Monday, March 24, 2008

Fat Is Not a Fairy Tale by Jane Yolen

So, Saanchi did this poem for poem of the day a while ago, and I really thought it had something that I could use for my project. Well here I go. Wish me luck!

Fat Is Not a Fairy Tale
Jane Yolen

I am thinking of a fairy tale,
Cinder Elephant,
Sleeping Tubby,
Snow Weight,
where the princess is not
anorexic, wasp-waisted,
flinging herself down the stairs.

I am thinking of a fairy tale,
Hansel and Great,
Bounty and the Beast,
where the beauty
has a pillowed breast,
and fingers plump as sausage.

I am thinking of a fairy tale
that is not yet written,
for a teller not yet born,
for a listener not yet conceived,
for a world not yet won,
where everything round is good:
the sun, wheels, cookies, and the princess.

So, I guess I’ll just TPCASTT the poem and then wrap it up in the end.

T(itle)- Well, from growing up on Disney movies and playing with Barbies I’ve learned that our society values the hour-glass figure, big breasts and some hips with a booty. So, this is most likely talking about how we, as a society, do not consider fat as something to desire and that a fat princess would never get her happy ending.

P(araphrase)- The paraphrase is pretty easy. That the speaker is waiting for someone to make the move and try something different and try to change our society’s values. That, it may not be excepted now, but perhaps in the future the Princess will be voluptuous, and round like cookies.

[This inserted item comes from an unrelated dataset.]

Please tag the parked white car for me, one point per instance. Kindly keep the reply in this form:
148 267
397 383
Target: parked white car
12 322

C(onnotations)- The play with the names of traditional princesses and fairy tales is important. It shows how easily there can be a transition with these characters. Also, it emphasizes the speaker’s point that it’s fine to be plump. Also, the references to food add to the idea of a chubbier princess, who is healthier than the unevenly proportioned Barbies, and Disney Princesses.

A(ttitude)- The attitude is very earnest, however at the same time somewhat sarcastic, poking fun at the tradition Princesses we have grew up on. Also, it’s a very hopeful attitude to the overall poem.

S(hift)- There is a single shift where the speaker stops talking about the fairy tales she wants to reality that there may not be room for those princesses now, but maybe later on.

T(heme)- That society’s values shouldn’t be so narrow minded. Everyone can have a happy ending. And, there is hope for the future.

T(itle)- The same as before, however focuses more on the present and less of the future that is presented in the last stanza of the poem. shows that the Princess may hopefully become an actual idol for girls that do not make them feel insecure about who they are. That it is possible for a person to be who they are and be proud of it. Maybe in the future there will be a total transition from the anorexic thin princess that needs her Prince Charming to save her. Afterall, there has been some major development in the character of princesses.

1 comment:

Chelle said...

Hey Nicole,

Dropping by to check out this post because it looked really cool. I like your TPCASTT a lot, nice job with it.

Do you think that this whole transition to a chubbier beauty could happen in our lifetime? While I was reading this, I was wondering if the chubbier princesses would have been accepted by earlier cultures. I've always learned that early England, France, and all those places thought that plump was deffinitely pleasant.